When Phylicia Rashad walked back onto Howard University’s campus in 2021, it wasn't just a celebrity showing up for a photo op. It was a homecoming. But it was also a heavy lift. People forget that for over twenty years, the College of Fine Arts at Howard didn't technically exist as its own thing. It had been folded into the larger College of Arts and Sciences back in the late 90s to save money.
Basically, the "Mecca" of Black excellence had tucked its arts program into a corner.
Then came the push to bring it back. Leading that charge was the late Chadwick Boseman, a student of Rashad’s who never stopped advocating for the arts at his alma mater. After he passed away, the university didn't just re-establish the college; they named it after him. And they needed someone with enough gravity to hold the center. Enter Rashad.
The Dean Years: More Than Just a Famous Name
Honestly, most people probably expected her to just be a figurehead. You know, show up at the galas, give some speeches, maybe teach a master class here and there. But she actually took the job of Dean of the Chadwick A. Boseman College of Fine Arts seriously. She wasn't just "Clair Huxtable" sitting in an office; she was an administrator dealing with budgets, faculty hires, and curriculum shifts.
One of the biggest wins during her tenure was the Netflix deal. They dropped $5.4 million for the Chadwick A. Boseman Memorial Scholarship. That’s huge. It basically provides full-ride tuition for theater students. Under her watch, enrollment in the fine arts spiked. She brought in heavy hitters to teach, people who actually work in the industry, which is what students at a place like Howard really need.
She also holds the Toni Morrison Endowed Chair in Arts and Humanities. It’s a mouthful, but it basically means she was tasked with making sure the arts weren't just about performing, but about the intellectual "why" behind the work. She wanted a "Leadership Laboratory." She talked about how physics and math live inside music and dance.
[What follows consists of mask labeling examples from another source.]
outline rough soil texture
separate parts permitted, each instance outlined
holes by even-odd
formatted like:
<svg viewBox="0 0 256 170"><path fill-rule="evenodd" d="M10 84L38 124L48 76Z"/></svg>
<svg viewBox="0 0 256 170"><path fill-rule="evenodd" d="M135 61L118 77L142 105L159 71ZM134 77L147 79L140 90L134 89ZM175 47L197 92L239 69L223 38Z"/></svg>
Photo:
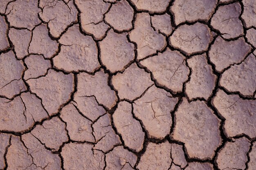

The Controversy That Almost Derailed It All
You can’t talk about Phylicia Rashad and Howard University without talking about the tweet. It happened almost immediately after she took the job.
👉 See also: d4vd matching tattoo with body: What the investigators are looking at
In June 2021, when Bill Cosby’s sexual assault conviction was overturned on a procedural technicality, Rashad tweeted, "FINALLY!!!! A terrible wrong is being righted—a miscarriage of justice is corrected!"
The internet exploded.
Students were furious. Alumni were calling for her resignation before she even really started. The university had to distance itself fast, putting out a statement saying her tweet lacked sensitivity toward survivors. She ended up apologizing—sincerely, it seemed—and she stayed in the post. But it was a rocky start. It showed the tension between her personal loyalties and her public responsibility as a leader of a major academic institution.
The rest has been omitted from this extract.